In other words, when the cops are on your back, you have to do things that are sometimes dangerous in order to avoid arrest, and more activities move underground where predators can flourish.

That’s why some human rights organizations are also calling for decriminalization. In 2016, Amnesty International called for the decriminalization of the sex trade, in part because it’s most effective in reducing sex trafficking. The World Health Organization also supports decriminalization and has held this stance since 2012.

Groups that are organized by and for trafficking survivors support decriminalization too. Freedom Network USA, the largest organization in the United States that works directly with trafficking survivors, publicly supports decriminalization. Other anti-trafficking organizations that support decriminalization include La Strada International and the Global Alliance Against Traffic in Women.

We can see the correlation between criminalization and trafficking firsthand. Earlier this year, federal anti sex-work SESTA/FOSTA laws went fully into effect. In San Francisco, those laws have increased reports of trafficking by 170 percent. The further sex work is pushed underground, the more predators can flourish in the shadows.

So why is this myth still so rampant? The idea that the interests of sex workers and the interests of trafficking victims do not align is a lie put forth by what some sex workers and activists call the “Anti-Trafficking Industrial Complex.”
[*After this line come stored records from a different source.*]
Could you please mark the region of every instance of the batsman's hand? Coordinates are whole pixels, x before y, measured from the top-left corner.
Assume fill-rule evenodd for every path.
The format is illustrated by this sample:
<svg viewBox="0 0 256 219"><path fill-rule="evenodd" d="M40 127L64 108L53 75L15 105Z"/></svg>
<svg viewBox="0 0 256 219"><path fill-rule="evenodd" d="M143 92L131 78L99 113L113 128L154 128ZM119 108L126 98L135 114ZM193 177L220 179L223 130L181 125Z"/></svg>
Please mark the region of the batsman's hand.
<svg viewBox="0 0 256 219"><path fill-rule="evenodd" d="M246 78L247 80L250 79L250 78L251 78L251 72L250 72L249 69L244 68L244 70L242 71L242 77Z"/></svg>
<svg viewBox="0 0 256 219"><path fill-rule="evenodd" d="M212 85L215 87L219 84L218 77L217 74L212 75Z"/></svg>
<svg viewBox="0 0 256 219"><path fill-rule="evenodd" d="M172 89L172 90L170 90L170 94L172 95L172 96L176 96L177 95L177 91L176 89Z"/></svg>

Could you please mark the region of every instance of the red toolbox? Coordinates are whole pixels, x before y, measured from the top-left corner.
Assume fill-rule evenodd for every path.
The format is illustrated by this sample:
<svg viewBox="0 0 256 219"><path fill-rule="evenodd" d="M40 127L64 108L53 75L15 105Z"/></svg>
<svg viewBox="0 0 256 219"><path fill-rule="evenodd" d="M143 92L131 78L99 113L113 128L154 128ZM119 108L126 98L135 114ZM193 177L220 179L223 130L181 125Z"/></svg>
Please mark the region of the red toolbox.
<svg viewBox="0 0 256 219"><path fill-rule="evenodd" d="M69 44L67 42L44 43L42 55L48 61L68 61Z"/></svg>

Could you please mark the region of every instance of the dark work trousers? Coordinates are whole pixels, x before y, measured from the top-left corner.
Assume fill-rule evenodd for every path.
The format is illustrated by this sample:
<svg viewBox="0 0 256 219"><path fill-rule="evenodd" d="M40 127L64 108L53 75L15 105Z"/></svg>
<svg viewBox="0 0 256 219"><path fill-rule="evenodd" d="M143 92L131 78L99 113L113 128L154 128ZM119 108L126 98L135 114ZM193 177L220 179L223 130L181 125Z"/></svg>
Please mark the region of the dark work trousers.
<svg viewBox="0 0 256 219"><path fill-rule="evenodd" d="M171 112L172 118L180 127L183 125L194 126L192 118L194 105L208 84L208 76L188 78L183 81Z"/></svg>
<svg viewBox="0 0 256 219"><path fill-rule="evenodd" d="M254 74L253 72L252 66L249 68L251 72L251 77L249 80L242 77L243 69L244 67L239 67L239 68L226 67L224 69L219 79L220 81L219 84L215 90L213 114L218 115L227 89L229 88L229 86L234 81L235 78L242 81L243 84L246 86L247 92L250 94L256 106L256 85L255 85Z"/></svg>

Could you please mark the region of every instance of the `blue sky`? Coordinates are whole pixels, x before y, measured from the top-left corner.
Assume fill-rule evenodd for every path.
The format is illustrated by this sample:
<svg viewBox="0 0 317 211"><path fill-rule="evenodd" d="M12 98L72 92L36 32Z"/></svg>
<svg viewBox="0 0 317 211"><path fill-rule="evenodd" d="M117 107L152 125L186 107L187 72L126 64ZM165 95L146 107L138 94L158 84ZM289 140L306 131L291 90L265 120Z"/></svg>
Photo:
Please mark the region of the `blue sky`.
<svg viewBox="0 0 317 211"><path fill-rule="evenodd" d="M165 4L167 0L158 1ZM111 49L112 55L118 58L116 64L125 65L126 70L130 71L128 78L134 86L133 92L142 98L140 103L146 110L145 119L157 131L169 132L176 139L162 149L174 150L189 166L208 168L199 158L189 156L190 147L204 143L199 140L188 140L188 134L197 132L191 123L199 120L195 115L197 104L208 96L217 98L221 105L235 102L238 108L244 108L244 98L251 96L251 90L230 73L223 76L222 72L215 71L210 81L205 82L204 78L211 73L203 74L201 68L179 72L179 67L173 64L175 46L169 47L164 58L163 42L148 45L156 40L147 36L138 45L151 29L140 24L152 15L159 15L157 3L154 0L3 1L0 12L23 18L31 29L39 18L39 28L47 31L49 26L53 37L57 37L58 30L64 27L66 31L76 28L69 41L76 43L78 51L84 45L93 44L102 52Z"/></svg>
Instead of using their resources to support trafficking survivors directly or preventing trafficking, NGOs like Polaris—a massive anti-trafficking industry organization—and evangelical groups like the Faith Alliance Against Slavery and Trafficking use a lot of their resources to help increase criminalization of sex workers and trafficking victims. Polaris urged members to contact politicians to push for the passage of SESTA/FOSTA, even though sex workers and trafficking survivors had publicly complained it would make trafficking worse. These groups are rarely led by survivors or people who work directly with them, nor do they usually provide direct services; instead, they typically refer people elsewhere, often to groups that do support decriminalization.

Groups like these also work to spread misinformation about the relationship between sex work and sex trafficking by making unsupported claims that sex trafficking is “fueled by the proliferation of pornography.” Their platform treats all prostitution as sexual slavery and does not distinguish between consenting adults and people who are forced into it. They also use their “anti-trafficking” message as an evangelical tool by creating religious school curricula that erase the marginalized people who are actually most targeted by traffickers.

Decriminalization is not uncharted territory. New Zealand decriminalized buying and selling sex in 2003. New Zealand lawmakers intentionally centered the voices of those most affected. Since decriminalization, research has shown better health and safety outcomes for sex workers in New Zealand, and better relationships between sex workers and law enforcement.

Decriminalization of sex work makes everyone safer. More than any other kind of system, decriminalization will help reduce the number of people who are trafficked and help those who are victims of trafficking get to safety more easily with fewer negative health and safety consequences.

If you want to reduce trafficking, you must be for decriminalization of the sex trade.